Not so did Alberta. Every movement and expression of this unhappy woman betrayed the anxious and habitual vigilance of the fighting and flying guerrilla life. Forgetting her companion, she would turn her head and stare through the open window, straining her eyes to see what might be going on at a distant point of the encampment in the line of her vision, or else holding her cup of tea suspended between her saucer and her lips, while she listened to the sounds outside the house.

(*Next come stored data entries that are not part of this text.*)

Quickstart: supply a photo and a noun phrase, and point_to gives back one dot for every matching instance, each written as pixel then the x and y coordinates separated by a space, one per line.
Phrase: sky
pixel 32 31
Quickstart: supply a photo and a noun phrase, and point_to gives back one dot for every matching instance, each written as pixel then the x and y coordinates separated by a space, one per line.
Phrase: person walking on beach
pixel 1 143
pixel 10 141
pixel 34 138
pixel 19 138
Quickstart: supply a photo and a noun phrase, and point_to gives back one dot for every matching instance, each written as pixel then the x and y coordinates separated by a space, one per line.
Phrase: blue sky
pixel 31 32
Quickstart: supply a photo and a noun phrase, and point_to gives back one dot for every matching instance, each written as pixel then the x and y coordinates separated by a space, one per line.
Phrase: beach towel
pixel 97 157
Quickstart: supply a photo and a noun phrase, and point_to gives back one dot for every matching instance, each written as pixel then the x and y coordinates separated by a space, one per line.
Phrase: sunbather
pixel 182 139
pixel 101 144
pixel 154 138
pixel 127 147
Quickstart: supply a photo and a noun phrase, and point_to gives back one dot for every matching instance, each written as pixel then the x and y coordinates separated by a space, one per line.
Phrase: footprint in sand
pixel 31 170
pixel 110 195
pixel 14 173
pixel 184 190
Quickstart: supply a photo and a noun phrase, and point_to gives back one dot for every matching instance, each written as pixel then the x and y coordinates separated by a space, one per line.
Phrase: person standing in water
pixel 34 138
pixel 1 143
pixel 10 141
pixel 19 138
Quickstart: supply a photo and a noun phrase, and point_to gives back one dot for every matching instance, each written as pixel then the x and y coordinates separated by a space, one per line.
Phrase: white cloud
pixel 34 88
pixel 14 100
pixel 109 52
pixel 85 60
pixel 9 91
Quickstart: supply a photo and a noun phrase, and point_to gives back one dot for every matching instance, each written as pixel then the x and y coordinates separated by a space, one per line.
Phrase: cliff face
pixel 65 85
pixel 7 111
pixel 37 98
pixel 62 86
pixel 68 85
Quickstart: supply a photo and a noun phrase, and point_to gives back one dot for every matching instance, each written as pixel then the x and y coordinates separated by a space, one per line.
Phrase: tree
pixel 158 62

“For goodness sake, Alberta, make a breakfast. You have scarcely eaten a morsel of food or drank a drop of tea. What ails you? What are you watching and listening for? You cannot fear an attack from the Union troops this morning. You said yourself the river would be too high for days to admit of their crossing,” said Elfie, impatiently.
“It is not of them I am thinking,” answered Alberta, making an effort to sip her tea.
“Of what then? I declare you look like a fugitive from justice fearing an arrest. Something ails you.”
“Something always does. Elfie, did you notice the boy that waited on us at supper last night?”
“I saw a boy, bringing in kettles and things, and I heard you call him Gill, or something. I never noticed him particularly. Why should I, little cockatrice of a brigand!” snapped Elfie.
“He was very well worth looking at. A pretty boy, about sixteen years of age, with the blackest hair and rosiest cheeks I ever saw in a lad. He sought refuge with the Free Sword about a week ago. He told a sad tale—oh, it was a very common one—of how his home had been sacked and burned and his father and brother killed and himself taken prisoner by the Yankees; and how at last he had made his escape and reached our encampment.”
“Young scamp! better he had been sent to join his father and brother than lived to become a guerrilla.”
“Upon my word, Elfie, you are not very polite to me—all things considered,” said Alberta.
“I have no right to be—‘all things considered,’” retorted Elfie.